L’avocate de la défense, Me Karine Poliquin, a notamment questionné l’experte sur la possible contamination de pièces ou prélèvements. Plus particulièrement le verre de boisson gazeuse et les deux pailles ayant permis d’identifier Marc-André Grenon après une filature.
La spécialiste a admis qu’un objet récupéré par abandon, comme le verre en question, peut être contaminé au contact d’autres objets dans la poubelle où il a été ramassé. Que ce soit des mouchoirs, des ustensiles ou les masques portés durant la pandémie par exemple.
«Oui, c’est possible», a reconnu Caroline Paquet.

Normes et traçabilité
Le témoin expert a également été questionné sur les normes en vigueur au Laboratoire de sciences judiciaires et de médecine légale.
Après avoir affirmé en interrogatoire que les normes sur place étaient strictes, Mme Paquet a été forcée d’admettre qu’elle n’était pas à l’emploi du labo en 2000 lors des premiers tests.
«Même si je n’étais pas présente, je sais qu’on a toujours suivi les règles de base en place à l’époque. C’est sûr que les normes actuelles sont différentes, mais il y avait quand même des règles à suivre et elles étaient suivies», a assuré la biologiste.
La défense a aussi soulevé qu’un avis de non-conformité avait été émis en regard de l’une des pièces clés de l’affaire, soit le verre et les pailles mentionnés plus tôt. Caroline Tanguay a expliqué au jury que ce rapport avait été rédigé après qu’une erreur du système informatique de cotation des pièces entreposées au laboratoire a apposé au sac contenant la pièce «P83057» un numéro déjà employé pour une autre pièce dans le présent dossier.

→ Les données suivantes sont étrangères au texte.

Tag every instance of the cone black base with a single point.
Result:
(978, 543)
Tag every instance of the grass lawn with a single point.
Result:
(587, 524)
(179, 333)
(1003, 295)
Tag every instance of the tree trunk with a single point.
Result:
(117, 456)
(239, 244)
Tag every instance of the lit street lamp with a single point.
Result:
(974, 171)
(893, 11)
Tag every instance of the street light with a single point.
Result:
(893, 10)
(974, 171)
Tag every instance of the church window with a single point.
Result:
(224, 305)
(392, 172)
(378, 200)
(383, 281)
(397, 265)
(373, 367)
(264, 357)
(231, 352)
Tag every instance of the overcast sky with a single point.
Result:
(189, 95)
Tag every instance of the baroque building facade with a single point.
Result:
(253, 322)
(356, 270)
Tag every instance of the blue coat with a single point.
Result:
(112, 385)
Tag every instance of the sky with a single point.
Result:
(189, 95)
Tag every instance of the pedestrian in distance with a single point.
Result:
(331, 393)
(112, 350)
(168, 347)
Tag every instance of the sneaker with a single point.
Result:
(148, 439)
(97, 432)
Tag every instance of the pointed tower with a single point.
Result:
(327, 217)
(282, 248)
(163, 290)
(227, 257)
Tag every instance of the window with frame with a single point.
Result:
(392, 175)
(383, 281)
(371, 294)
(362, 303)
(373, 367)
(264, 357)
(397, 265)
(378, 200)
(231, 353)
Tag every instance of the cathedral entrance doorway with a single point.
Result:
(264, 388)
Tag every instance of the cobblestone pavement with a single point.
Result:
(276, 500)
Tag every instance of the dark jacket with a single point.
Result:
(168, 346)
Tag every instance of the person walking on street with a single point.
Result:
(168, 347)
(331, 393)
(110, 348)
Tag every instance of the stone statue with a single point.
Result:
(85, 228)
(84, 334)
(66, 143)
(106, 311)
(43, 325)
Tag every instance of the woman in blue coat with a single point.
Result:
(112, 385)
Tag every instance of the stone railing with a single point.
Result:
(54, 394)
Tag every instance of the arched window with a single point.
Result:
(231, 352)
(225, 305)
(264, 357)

Me Poliquin a ainsi émis l’hypothèse qu’il s’agirait d’un risque quant à la traçabilité de la pièce, mais l’experte a minimisé l’impact de cette erreur informatique.
«L’important, c’est que P83057 est le numéro qui a suivi la pièce tout le long. C’est dans notre système à nous qu’il y a eu une erreur d’entrée», a décrit Mme Paquet, ajoutant que le problème avait été corrigé dans les semaines suivantes.
Impossible de dater l’ADN
La défense a finalement soulevé que même si de l’ADN est retrouvé sur une scène, il est impossible de déterminer depuis quand il s’y trouve et comment il s’y est retrouvé.
Donc, si l’ADN de Marc-André Grenon avait bel et bien été retrouvé sur le corps de Guylaine Potvin et sur des items saisis dans sa chambre, il demeurerait scientifiquement impossible de déterminer la période temporelle et les détails entourant ce «dépôt».

«L’ADN ne se date pas. Il ne dit pas quand il a été déposé, il dit seulement qu’il y a de l’ADN qui a été retrouvé», a convenu la biologiste judiciaire.
Le contre-interrogatoire de Caroline Paquet se terminera vendredi matin. Il doit s’agir, selon le plan présenté initialement, du dernier témoin de la Couronne. Ce sera ensuite au clan Grenon, accusé de meurtre au premier degré et d’agression sexuelle grave, de présenter sa défense.